I just completed reading Slaves Waiting for Sale: Abolitonist Art and the American Slave Trade by Maurie D. McInnis (Univ. of Chicago Press, 2011). This fantastic book views the Richmond, Virginia slave trade by relating it to British artist Eyre Crowe's 1853 visit and his sketch of a group of slaves waiting to be auctioned. When Crowe was discovered drawing the scene, he was promptly "encouraged" to move on. In 1861, Crowe completed a painting of his earlier sketch.
Crowe and his boss, British author William Makepeace Thackeray stayed at the American Hotel on their Richmond stop. The American Hotel was one of the state capital's finest lodgings at the time and was located at the corner of Main and Eleventh streets.
One of the several businesses in the American Hotel building was the barbershop of free man of color R. C. Hobson. As the 1857 advertisement above shows, Hobson offered a variety of grooming and hygiene services at his establishment. Hobson likely chose the location for his shop wisely due to the amount of traffic he could expect from hotel guests as well as neighbor Richmonders.
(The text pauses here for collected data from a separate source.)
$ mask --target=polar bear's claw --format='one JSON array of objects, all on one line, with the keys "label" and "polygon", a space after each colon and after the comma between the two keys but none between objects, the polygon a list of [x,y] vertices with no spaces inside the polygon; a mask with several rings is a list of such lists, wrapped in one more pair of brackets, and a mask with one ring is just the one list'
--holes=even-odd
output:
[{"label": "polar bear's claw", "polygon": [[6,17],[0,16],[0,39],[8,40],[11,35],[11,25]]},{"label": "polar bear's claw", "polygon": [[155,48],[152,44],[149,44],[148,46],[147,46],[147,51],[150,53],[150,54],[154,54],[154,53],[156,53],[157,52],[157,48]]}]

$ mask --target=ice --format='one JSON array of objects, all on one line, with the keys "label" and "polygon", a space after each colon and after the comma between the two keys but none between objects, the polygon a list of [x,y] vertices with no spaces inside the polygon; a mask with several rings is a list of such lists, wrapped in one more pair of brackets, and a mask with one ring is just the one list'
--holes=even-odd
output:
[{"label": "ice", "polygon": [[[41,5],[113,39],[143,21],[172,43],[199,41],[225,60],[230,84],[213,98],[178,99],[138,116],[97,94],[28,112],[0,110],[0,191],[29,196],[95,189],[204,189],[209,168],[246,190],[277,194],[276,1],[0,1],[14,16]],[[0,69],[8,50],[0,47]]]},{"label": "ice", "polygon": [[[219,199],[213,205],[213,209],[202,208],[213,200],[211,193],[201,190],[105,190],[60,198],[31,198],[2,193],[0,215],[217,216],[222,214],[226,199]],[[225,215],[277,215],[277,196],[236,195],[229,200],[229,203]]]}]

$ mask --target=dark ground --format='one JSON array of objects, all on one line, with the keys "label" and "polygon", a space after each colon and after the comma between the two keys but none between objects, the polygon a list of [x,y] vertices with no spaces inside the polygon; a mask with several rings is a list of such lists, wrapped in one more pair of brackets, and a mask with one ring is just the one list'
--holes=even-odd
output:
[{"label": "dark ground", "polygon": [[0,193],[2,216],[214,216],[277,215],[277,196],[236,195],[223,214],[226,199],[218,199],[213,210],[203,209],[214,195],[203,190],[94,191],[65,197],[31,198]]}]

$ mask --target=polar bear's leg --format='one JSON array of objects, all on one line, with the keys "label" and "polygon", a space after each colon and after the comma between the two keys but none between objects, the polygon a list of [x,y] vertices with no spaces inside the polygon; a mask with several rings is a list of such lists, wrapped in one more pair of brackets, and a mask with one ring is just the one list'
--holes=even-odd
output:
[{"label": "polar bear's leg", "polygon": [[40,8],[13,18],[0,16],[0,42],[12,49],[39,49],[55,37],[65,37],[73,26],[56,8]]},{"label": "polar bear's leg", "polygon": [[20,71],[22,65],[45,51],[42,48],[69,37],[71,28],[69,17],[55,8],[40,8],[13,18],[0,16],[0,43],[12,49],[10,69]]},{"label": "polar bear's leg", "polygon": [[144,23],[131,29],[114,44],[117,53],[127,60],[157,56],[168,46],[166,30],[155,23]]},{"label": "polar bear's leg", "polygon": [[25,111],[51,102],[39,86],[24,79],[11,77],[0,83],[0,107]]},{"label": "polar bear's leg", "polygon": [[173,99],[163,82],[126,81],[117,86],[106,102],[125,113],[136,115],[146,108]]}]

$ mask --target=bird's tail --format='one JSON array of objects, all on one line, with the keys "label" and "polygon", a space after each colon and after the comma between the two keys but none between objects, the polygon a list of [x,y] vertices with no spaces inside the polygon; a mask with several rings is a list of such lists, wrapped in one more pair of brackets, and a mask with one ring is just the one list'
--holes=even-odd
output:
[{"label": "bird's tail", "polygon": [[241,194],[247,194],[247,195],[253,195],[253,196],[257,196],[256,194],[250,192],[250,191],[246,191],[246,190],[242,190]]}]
It is not known if Crowe was specifically in Hobson's shop when he drew the above image. However it is quite possible since Crowe's "A Barber's Shop at Richmond, Virginia," which was later published in the Illustrated London News, was located in the same building where he lodged. Regardless, the sketch gives us one of the few (if not the only) views of an antebellum Southern barbershop. A big thanks is owed to Crowe for his visual contribution.